Convolutional Neural Network in Pattern Recognition
Taejoon Kim
Fengjun Li
Bo Luo
Hauzhen Fang
Since convolutional neural network (CNN) was first implemented by Yann LeCun et al. in 1989, CNN and its variants have been widely implemented to numerous topics of pattern recognition, and have been considered as the most crucial techniques in the field of artificial intelligence and computer vision. This dissertation not only demonstrates the implementation aspect of CNN, but also lays emphasis on the methodology of neural network (NN) based classifier.
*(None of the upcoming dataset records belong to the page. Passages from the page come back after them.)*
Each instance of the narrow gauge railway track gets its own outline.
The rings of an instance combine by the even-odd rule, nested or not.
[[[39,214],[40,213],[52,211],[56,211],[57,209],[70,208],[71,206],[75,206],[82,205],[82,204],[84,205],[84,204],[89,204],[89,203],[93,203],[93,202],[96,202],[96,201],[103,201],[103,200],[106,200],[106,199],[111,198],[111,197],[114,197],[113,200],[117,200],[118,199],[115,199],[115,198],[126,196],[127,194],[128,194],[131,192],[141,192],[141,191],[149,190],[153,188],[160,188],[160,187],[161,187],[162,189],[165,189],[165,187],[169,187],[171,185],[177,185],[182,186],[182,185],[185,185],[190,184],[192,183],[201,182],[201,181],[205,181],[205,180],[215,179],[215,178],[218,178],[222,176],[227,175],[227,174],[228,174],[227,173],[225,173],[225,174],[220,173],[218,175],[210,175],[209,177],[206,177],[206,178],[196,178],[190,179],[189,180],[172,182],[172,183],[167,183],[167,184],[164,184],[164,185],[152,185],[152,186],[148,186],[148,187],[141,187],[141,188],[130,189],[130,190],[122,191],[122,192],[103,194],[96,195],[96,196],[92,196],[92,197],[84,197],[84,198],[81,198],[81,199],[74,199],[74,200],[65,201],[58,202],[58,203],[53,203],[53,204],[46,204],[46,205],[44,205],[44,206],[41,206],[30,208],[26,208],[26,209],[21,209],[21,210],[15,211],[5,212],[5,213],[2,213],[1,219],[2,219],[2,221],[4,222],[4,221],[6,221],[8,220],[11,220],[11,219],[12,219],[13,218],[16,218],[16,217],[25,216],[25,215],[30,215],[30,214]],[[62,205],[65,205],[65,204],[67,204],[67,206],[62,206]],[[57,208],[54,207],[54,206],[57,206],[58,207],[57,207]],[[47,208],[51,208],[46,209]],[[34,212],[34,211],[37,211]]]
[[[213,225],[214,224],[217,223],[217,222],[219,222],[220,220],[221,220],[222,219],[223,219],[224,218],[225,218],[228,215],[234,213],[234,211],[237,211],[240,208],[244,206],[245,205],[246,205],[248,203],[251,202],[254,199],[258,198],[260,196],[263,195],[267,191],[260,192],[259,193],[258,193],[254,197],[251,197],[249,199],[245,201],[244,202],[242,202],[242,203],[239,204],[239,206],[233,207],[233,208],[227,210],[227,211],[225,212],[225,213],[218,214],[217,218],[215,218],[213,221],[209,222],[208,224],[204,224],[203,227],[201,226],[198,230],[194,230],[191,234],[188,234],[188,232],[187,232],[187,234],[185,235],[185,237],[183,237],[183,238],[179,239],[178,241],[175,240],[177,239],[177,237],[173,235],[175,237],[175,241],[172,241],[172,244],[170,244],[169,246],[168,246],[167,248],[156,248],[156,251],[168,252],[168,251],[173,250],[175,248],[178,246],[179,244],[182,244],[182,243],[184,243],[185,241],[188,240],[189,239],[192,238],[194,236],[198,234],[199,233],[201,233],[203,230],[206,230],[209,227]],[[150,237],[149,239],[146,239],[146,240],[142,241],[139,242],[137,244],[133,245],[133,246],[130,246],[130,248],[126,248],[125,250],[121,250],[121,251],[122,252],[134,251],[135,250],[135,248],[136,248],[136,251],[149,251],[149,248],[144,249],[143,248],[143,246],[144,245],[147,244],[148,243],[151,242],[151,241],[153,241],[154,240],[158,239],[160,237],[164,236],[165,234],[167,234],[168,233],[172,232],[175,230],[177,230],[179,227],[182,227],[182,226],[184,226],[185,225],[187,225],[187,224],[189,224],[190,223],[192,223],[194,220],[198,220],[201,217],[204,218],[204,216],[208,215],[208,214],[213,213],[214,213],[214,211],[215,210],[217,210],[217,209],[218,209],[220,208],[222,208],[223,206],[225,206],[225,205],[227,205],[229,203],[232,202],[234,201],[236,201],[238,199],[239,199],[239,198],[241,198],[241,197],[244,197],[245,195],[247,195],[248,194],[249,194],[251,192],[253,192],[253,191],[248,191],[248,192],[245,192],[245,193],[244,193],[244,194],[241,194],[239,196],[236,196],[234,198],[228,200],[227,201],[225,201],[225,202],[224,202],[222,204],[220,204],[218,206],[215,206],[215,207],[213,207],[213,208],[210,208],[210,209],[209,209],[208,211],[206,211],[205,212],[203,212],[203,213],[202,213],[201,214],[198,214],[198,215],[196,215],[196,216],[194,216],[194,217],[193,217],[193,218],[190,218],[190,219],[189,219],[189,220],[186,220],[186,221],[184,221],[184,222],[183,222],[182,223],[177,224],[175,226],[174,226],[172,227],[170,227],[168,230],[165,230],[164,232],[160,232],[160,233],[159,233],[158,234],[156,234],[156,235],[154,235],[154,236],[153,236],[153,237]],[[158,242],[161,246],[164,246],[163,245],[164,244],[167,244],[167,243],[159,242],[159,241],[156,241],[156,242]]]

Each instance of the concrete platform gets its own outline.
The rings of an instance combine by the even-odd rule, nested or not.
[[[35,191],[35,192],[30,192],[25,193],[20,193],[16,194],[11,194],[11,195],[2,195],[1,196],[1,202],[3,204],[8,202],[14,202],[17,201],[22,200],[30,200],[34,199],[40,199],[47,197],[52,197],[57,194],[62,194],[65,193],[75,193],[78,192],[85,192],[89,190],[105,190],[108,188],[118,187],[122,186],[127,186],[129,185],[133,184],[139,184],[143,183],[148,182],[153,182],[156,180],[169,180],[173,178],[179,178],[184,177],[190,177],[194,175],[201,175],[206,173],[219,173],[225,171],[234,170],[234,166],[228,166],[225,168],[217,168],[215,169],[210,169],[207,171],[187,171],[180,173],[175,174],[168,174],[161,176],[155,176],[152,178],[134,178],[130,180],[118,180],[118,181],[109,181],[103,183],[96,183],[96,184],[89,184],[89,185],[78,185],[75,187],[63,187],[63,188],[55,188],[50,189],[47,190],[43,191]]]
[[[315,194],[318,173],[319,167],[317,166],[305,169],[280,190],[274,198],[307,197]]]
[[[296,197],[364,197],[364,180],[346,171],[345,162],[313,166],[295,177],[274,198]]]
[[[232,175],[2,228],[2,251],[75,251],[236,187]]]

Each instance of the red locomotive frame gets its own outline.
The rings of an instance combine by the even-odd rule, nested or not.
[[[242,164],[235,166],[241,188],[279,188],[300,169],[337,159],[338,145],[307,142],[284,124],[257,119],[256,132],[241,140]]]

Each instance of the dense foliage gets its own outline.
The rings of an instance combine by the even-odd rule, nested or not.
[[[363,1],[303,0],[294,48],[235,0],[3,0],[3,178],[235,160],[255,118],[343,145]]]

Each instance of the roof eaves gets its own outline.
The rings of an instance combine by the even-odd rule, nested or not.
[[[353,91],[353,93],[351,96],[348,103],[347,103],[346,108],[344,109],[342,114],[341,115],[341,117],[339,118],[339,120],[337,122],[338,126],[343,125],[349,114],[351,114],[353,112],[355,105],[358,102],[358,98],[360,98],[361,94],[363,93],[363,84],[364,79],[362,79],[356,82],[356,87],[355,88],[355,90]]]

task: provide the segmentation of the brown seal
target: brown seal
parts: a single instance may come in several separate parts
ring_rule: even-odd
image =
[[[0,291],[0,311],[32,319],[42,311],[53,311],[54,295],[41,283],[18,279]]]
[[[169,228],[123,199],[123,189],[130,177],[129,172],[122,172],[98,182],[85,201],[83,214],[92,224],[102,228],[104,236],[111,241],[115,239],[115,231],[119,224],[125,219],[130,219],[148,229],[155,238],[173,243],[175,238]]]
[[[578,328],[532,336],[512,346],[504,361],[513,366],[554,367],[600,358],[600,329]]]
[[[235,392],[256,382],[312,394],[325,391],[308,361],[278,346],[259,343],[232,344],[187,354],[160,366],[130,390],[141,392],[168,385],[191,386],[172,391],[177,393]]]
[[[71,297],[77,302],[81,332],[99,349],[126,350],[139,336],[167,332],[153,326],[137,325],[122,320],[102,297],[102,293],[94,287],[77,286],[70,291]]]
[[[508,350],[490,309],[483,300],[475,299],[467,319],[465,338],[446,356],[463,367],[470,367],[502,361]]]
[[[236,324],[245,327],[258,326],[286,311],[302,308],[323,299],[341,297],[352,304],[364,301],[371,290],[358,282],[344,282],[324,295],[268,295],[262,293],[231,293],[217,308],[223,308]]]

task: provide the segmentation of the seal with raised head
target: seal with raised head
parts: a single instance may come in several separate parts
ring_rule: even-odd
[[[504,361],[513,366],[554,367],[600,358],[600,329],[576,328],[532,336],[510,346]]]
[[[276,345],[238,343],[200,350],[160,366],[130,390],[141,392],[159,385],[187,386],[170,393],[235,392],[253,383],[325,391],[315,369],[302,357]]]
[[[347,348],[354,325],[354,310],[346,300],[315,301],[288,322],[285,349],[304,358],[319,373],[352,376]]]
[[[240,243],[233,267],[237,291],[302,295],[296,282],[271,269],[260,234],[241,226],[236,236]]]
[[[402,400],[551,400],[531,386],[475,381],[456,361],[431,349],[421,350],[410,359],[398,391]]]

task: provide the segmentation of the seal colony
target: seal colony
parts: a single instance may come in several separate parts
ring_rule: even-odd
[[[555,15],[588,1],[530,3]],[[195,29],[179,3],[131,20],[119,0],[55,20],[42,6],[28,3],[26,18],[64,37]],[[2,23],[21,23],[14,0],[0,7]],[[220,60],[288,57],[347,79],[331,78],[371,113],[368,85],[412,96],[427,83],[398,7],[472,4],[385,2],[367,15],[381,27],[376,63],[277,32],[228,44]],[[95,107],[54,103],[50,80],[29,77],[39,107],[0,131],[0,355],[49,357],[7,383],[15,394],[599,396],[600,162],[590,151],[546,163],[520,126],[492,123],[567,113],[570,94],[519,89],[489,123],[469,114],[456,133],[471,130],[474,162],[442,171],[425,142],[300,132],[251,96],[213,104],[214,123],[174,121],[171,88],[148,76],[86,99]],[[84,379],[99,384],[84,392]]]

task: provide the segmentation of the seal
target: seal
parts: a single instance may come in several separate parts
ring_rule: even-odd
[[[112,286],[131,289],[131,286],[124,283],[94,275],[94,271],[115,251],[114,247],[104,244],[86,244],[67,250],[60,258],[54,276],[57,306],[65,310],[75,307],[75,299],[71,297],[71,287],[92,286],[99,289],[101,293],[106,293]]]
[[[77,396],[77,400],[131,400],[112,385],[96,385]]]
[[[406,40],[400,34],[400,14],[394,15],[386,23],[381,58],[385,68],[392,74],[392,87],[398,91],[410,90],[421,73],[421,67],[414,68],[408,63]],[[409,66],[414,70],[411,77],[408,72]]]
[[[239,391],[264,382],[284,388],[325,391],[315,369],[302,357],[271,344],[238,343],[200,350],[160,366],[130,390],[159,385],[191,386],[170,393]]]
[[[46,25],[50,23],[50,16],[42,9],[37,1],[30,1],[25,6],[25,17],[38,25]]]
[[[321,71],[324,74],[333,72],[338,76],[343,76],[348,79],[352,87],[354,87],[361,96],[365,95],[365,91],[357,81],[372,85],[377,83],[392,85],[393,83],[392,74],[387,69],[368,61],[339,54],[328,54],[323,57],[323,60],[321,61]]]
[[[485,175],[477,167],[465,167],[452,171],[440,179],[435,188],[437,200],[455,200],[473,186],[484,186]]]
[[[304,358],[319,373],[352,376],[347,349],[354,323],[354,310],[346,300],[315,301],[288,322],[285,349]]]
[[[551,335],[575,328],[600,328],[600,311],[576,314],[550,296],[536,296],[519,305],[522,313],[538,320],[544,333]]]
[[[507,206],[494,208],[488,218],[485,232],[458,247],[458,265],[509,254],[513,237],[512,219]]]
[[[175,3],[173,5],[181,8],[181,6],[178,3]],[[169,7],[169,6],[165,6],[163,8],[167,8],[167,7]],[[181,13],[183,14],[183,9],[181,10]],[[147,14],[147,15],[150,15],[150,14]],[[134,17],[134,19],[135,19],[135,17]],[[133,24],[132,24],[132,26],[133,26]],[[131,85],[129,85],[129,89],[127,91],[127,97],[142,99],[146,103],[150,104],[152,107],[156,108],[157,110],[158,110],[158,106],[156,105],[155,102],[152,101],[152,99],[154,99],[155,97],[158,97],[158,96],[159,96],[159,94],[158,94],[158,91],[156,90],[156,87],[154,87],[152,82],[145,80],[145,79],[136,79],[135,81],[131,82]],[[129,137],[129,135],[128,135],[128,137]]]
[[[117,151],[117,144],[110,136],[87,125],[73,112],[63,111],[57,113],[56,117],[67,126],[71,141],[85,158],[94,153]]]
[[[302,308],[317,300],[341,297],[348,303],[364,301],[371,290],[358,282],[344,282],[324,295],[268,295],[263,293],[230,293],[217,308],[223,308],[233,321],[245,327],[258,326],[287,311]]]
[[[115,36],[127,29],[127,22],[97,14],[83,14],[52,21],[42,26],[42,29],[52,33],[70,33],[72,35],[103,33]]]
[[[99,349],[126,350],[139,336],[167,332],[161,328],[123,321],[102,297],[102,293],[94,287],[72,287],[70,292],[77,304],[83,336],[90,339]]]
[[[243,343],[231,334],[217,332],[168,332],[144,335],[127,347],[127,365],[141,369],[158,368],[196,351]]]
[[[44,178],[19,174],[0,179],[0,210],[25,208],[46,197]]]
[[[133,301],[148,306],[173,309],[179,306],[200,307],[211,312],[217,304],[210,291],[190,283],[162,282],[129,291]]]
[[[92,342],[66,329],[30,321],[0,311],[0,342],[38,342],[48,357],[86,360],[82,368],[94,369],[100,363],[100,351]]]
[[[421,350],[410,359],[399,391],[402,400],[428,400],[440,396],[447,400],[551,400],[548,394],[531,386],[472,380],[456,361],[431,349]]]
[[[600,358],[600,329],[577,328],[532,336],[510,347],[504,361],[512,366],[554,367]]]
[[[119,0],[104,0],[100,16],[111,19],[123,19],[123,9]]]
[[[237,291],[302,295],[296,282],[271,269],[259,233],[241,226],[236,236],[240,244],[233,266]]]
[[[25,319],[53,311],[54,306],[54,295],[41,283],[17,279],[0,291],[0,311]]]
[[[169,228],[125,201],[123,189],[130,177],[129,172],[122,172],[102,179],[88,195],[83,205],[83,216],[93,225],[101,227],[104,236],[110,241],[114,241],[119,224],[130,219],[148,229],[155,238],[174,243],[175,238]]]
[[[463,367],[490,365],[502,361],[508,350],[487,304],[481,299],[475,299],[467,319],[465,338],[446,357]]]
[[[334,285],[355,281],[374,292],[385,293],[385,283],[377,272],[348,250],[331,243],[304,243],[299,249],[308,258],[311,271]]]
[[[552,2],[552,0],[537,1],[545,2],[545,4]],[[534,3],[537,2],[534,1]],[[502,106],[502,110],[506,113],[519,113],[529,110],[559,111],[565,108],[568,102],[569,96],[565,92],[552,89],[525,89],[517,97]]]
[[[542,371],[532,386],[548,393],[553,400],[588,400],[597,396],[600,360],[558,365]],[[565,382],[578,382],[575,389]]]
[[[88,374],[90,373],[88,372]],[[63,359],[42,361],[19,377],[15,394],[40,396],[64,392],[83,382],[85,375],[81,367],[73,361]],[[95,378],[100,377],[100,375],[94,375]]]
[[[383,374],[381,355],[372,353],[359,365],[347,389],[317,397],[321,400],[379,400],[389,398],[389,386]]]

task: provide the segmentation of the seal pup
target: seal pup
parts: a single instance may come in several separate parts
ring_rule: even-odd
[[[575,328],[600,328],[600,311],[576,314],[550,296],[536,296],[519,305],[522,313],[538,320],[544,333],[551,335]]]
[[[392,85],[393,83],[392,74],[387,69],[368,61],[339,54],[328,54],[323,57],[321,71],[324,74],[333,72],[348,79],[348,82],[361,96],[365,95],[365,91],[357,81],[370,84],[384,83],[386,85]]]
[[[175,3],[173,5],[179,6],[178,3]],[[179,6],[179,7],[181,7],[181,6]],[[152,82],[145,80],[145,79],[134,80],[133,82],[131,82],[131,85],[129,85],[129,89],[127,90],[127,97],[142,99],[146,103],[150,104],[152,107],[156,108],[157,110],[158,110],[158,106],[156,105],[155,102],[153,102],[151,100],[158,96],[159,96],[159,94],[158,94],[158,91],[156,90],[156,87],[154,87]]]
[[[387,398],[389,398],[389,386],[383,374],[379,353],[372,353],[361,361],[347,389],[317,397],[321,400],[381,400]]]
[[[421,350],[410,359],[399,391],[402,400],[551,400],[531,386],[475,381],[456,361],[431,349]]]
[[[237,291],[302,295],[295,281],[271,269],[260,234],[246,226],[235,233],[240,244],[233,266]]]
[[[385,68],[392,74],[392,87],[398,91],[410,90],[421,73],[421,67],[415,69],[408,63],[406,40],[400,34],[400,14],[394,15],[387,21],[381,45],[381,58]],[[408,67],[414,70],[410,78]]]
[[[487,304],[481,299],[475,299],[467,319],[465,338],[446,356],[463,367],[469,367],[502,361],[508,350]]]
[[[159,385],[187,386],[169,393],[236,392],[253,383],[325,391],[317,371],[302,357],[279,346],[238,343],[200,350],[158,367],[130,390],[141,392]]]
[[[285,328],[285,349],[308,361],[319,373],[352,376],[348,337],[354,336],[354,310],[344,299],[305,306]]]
As known to many, one general pipeline of NN-based classifier can be recognized as three stages: pre-processing, inference by models, and post-processing. To demonstrate the importance of pre-processing techniques, this dissertation presents how to model actual problems in medical pattern recognition and image processing by introducing conceptual abstraction and fuzzification. In particular, a transformer on the basis of self-attention mechanism, namely beat-rhythm transformer, greatly benefits from correct R-peak detection results and conceptual fuzzification.
Recently proposed self-attention mechanism has been proven to be the top performer in the fields of computer vision and natural language processing. In spite of the pleasant accuracy and precision it has gained, it usually consumes huge computational resources to perform self-attention. Therefore, realtime global attention network is proposed to make a better trade-off between efficiency and performance for the task of image segmentation. To illustrate more on the stage of inference, we also propose models to detect polyps via Faster R-CNN - one of the most popular CNN-based 2D detectors, as well as a 3D object detection pipeline for regressing 3D bounding boxes from LiDAR points and stereo image pairs powered by CNN.
The goal for post-processing stage is to refine artifacts inferred by models. For the semantic segmentation task, the dilated continuous random field is proposed to be better fitted to CNN-based models than the widely implemented fully-connected continuous random field. Proposed approaches can be further integrated into a reinforcement learning architecture for robotics.